Chapelhall, near Airdrie, is not the first place you might think to retreat to in the event of the zombie apocalypse. But there is a building there, which, if you happened to know the right people, might just offer the chance of survival.
It features motion-sensing CCTV, automatic number plate recognition (granted, your average zombie usually turns up on foot), twin anti-scale fences and a vehicle ‘airlock’ with anti-ram barrier (in the event of said zombies requisitioning an abandoned lorry).
Inside, there are many more layers of security, overseen by police and military trained personnel, robust links with the outside world and enough independent power to last until even the most determined living dead lose interest.
Back in the real world, the building is actually Fortis; Scotland’s first purpose-built data centre and the largest, energy efficient facility in the country, offering high quality colocation hosting and innovative cloud services.
Public sector organisations, financial services companies, the NHS Where maximum security is taken to a whole new level and life science firms will be able to store data and run applications in a secure, cost-efficient and carbon-neutral environment. The facility has been designed and will be operated by DataVita, a Scottish company formed for the purpose last year.
Particularly for local and central government in Scotland, the centre provides the first real opportunity to bring efficiency into its data hosting strategy, by offering a facility that is big, efficient and secure enough to allow consolidation of the myriad public sector datacentres in use.
But DataVita has also designed the data centre to meet the highest standards of compliance in the financial and health sectors, allowing it to win national and international business for Scotland. The centre will also boost Scotland’s green energy credentials, running on renewable power and using a cooling system that is among the most energy efficient in the world.
One measure of a data centre is its ‘Power Usage Effectiveness’, or PUE. It is the multiplier of energy used over and above that to power the computer equipment (mostly that is cooling, but also lighting and any other power consumption). According to the Uptime Institute, the independent IT infrastructure organisation, the average data centre has a PUE of about 1.7.
“The PUE at Fortis is 1.18,” said commercial director Gareth Lush, “meaning that the average public sector organisation could save around £200,000 annually on energy costs alone by moving away from trying to run inefficient in-house computer rooms to hosting their IT equipment with DataVita – and that’s before you look at other potential savings from space and staff time being freed up.
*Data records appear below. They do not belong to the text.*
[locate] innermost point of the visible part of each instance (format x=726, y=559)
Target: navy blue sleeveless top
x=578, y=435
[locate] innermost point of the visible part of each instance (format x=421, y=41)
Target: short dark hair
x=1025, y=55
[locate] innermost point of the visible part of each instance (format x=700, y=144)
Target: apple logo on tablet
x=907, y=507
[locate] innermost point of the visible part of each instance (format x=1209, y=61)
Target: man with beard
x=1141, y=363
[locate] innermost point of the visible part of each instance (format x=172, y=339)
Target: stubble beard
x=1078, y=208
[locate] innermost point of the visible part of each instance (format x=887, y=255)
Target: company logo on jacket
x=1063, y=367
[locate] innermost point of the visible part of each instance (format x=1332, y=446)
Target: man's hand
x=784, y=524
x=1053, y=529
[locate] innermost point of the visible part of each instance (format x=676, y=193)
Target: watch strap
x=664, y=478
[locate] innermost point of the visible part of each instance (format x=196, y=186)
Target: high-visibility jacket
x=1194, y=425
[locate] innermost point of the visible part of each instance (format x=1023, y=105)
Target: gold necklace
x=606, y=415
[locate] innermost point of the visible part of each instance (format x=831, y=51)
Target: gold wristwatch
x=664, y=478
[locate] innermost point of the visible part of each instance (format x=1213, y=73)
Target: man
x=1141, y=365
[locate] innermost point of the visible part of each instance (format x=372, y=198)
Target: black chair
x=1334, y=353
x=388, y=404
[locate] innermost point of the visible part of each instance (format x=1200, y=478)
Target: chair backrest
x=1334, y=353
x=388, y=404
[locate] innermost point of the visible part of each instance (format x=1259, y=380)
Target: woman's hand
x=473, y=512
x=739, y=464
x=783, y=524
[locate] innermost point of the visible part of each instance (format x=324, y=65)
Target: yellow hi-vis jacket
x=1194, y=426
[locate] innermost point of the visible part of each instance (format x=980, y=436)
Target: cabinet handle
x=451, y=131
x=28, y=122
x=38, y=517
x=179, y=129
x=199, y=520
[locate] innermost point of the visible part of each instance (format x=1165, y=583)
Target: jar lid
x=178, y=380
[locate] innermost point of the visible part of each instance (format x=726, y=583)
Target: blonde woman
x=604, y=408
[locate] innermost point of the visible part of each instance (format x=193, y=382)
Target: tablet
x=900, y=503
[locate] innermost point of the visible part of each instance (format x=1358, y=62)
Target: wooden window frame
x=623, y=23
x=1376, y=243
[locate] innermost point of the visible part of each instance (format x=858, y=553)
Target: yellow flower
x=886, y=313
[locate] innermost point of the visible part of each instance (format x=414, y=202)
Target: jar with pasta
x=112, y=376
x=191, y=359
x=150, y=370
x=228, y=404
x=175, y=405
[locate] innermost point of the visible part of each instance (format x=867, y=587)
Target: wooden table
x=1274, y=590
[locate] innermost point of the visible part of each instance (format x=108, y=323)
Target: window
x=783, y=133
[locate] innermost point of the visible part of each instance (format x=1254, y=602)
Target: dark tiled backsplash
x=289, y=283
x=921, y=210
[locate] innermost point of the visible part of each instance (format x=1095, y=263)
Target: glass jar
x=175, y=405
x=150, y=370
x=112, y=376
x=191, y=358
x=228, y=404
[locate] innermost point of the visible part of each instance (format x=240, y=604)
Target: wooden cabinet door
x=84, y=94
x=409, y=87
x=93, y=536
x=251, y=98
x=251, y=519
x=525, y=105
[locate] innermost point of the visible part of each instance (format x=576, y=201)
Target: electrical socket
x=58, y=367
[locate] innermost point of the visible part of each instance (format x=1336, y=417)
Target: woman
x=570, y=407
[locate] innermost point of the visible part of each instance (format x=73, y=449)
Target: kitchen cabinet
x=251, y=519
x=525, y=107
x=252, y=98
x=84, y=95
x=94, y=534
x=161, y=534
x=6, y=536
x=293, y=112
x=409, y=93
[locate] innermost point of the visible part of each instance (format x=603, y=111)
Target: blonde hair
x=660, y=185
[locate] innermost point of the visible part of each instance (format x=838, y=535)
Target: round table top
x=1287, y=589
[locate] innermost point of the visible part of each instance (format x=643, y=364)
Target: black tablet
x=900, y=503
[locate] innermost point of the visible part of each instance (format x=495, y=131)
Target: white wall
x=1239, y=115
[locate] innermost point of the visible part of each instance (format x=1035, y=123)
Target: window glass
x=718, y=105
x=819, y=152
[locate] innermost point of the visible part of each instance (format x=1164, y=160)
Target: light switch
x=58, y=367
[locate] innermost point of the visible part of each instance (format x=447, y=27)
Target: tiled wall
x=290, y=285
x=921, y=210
“It is also unprecedented in terms of quality and security – it will be the first data centre in Scotland to achieve Tier III certification from the Uptime Institute for design, construction and sustainable operations.”
DataVita goes live at the end of June and will employ up to 50 people. It’s a new business backed by a Scottish investor that was anticipating the future in diversifying its business, and two data centre experts – Lush and his business partner, operations director Danny Quinn; the brains behind the centre’s advanced features. They convinced the investor that it had the opportunity to build one of the most advanced, secure and efficient data centres in Europe and “bring to market a truly unqiue proposition,” said Lush.
Currently, Scotland’s co-location data centre space (that is, available to other companies and organisations, as opposed to a firm’s private dedicated facility) is close to its limit; there are only seven in Scotland (whereas there are more than 50 just within the M25).
Existing data centres in Scotland are also ‘retro-fitted’; adaptions of buildings previously used for another purpose. Fortis has been purpose built from the ground up (in fact, below ground also with secure, dedicated internet connections and back-up fuel storage facilities). Its system of generators promise continual operation in the event of loss of external power and service to customers will not be interrupted by maintenance.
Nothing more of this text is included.